怒らせたら不味い人間などアリスに限って居るのだろうか。
「パラサイト自体は大したことないんだよ。主犯の男も単体だと扉を繋げるだけで力が在る訳じゃないから。只、頭は良いよ。だから頭脳で組織に入り込み、その力を以て対抗する武力を手に入れなきゃいけなかったんだよ。」
「成程。『パラサイト』が如何に厄介な連中かは判った。」
「ポートマフィアを乗っ取って何をする気だったンでしょうね?」
谷崎が素朴な疑問を述べ、その解答をするアリス。
「その次の組織を乗っ取る心算だったんでしょ?」
「目的はポートマフィアではないのか!」
「否、ポートマフィアも欲しかったとは思うけど本当の目標は違う筈だよ。」
「じゃあ一体・・・」
「百凡犯罪を識り、窺う事が出来る組織がこの国には在るでしょ?」
「………真逆!」
3人が驚愕する。
アリスはふぅ、と息を吐くとアッサリ言った。
「警察庁だよ。」
―――
「いやー疲れたね、敦君。」
「太宰さんは殆ど何もしてないですけどね。」
半ば飽きれ気味に云う敦。
「何を云うんだい!?ちゃんと有力情報を得たではないか!」
「それだけでしょ!はぁ。

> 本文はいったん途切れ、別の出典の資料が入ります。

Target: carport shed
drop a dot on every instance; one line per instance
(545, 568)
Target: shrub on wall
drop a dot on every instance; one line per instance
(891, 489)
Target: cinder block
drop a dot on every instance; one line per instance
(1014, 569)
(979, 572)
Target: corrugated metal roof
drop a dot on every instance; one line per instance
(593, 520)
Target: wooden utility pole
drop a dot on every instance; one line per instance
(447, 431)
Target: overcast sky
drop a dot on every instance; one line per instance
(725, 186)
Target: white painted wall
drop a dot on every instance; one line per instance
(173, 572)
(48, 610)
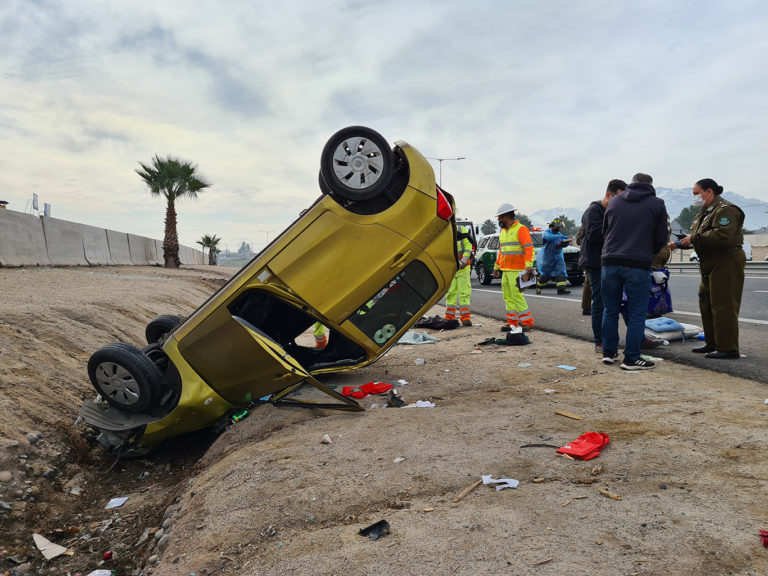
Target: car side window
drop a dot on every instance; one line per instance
(396, 303)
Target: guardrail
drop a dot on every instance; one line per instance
(755, 267)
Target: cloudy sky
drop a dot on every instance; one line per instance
(546, 100)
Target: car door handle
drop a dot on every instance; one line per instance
(400, 261)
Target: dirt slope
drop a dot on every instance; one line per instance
(269, 498)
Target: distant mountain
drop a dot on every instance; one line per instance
(755, 211)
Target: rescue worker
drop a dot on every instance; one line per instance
(550, 260)
(515, 256)
(717, 234)
(460, 285)
(321, 340)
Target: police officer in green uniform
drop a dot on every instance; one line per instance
(717, 234)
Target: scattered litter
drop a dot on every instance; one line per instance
(394, 400)
(466, 491)
(366, 389)
(500, 482)
(568, 414)
(586, 446)
(116, 502)
(48, 549)
(421, 404)
(608, 494)
(375, 531)
(412, 337)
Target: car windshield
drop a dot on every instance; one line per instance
(392, 307)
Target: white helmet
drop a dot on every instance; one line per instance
(504, 208)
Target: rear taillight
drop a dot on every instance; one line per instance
(444, 209)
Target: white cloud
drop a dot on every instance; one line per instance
(547, 101)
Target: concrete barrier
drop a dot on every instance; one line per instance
(22, 240)
(119, 251)
(96, 246)
(64, 242)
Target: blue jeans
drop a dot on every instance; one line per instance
(636, 283)
(597, 303)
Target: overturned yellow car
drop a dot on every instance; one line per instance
(373, 253)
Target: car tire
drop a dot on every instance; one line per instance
(124, 376)
(356, 164)
(482, 275)
(161, 326)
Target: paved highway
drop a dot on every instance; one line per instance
(562, 315)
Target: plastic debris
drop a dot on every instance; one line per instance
(421, 404)
(375, 531)
(412, 337)
(48, 549)
(586, 446)
(116, 502)
(501, 483)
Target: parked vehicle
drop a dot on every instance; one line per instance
(488, 248)
(373, 253)
(747, 250)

」
漫才のような会話をしながら探偵社へ戻る2人。
「帰ったらアリスにお茶でも淹れて貰おう。」
「本当に仲が良いですよね。」
「なんたって恋人同士だからね!」
えへんと自慢気に語る太宰。
それを呆れ顔で見る敦。
「いつ聞いてもアリスちゃんが太宰さんの彼女なんて信じられませんけどね。」
「おや、如何してだい?」
「だって太宰さん、色々な女性に声掛けてるじゃないですか。」
「そうかい?」
「自覚無いんですか!?」
「確かに美人さんに心中を呼び掛けたりはしているが愛を囁いた憶えは無いよ?」
「違うんですか?」
「違うよ。」
何が違うかが一切判らずに居る敦。